JavaScript

How to access a password-protected API without setting the password in JS?

Hello. I wrote a backend for a web application that gives JSON and I want to display it on the page. I created an authorization page for accessing JSON and in order to receive it and display it, the following code was written.

fetch('/json', {
        method: 'POST',
        body: new URLSearchParams("password=test")
    })
        .then(res => res.json())
        .then((out) => {
            document.getElementsByTagName('textarea')[0].innerHTML = out.Items.join("\n");
        })
        .catch(err => { throw err; });

The problem is that the password to the authorization page is visible in the clear on the user's side. Here is the handler code that handles this on the server side.body: new URLSearchParams("password=test")

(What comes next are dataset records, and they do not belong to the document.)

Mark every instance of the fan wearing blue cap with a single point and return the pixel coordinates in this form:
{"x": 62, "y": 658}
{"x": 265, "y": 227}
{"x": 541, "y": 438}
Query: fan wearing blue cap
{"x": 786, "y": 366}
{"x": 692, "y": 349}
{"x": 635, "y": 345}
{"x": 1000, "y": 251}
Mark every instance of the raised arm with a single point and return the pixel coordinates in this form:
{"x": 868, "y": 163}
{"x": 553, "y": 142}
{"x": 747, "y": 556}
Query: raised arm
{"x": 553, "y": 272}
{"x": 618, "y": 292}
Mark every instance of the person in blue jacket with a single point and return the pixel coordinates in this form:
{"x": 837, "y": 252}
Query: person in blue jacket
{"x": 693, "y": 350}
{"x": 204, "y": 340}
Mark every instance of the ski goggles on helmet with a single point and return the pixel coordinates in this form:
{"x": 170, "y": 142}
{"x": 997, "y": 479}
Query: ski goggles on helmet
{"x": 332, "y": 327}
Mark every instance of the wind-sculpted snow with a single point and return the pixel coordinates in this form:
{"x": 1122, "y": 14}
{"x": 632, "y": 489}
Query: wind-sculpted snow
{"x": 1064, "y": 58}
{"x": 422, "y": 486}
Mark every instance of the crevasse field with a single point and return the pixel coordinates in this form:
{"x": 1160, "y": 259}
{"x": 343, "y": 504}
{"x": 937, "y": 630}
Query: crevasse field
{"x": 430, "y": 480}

func sendJSONHandler(w http.ResponseWriter, r *http.Request) {
  if r.Method == "GET" {
    http.ServeFile(w, r, "template/api/api.html")
  } else if r.Method == "POST" {
    r.ParseForm()
    if r.Form["password"][0] == apiPassword {
      j := struct {
        Items []string
      }{Items: code.Struct.Field}
      w.Header().Set("Access-Control-Allow-Origin", "*")
      json.NewEncoder(w).Encode(j)
    } else {
      http.ServeFile(w, r, "template/api/api.html")
    }
  }
}

Authorization page code.

<form action="/json" method="post">
  <input class="form-control" type="password" name="password" id="passinput" placeholder="Password" required>
  <input class="btn btn-outline-danger" type="submit" value="ENTER" id="subm">
</form>

How to hide password in JS? Or is there a better solution.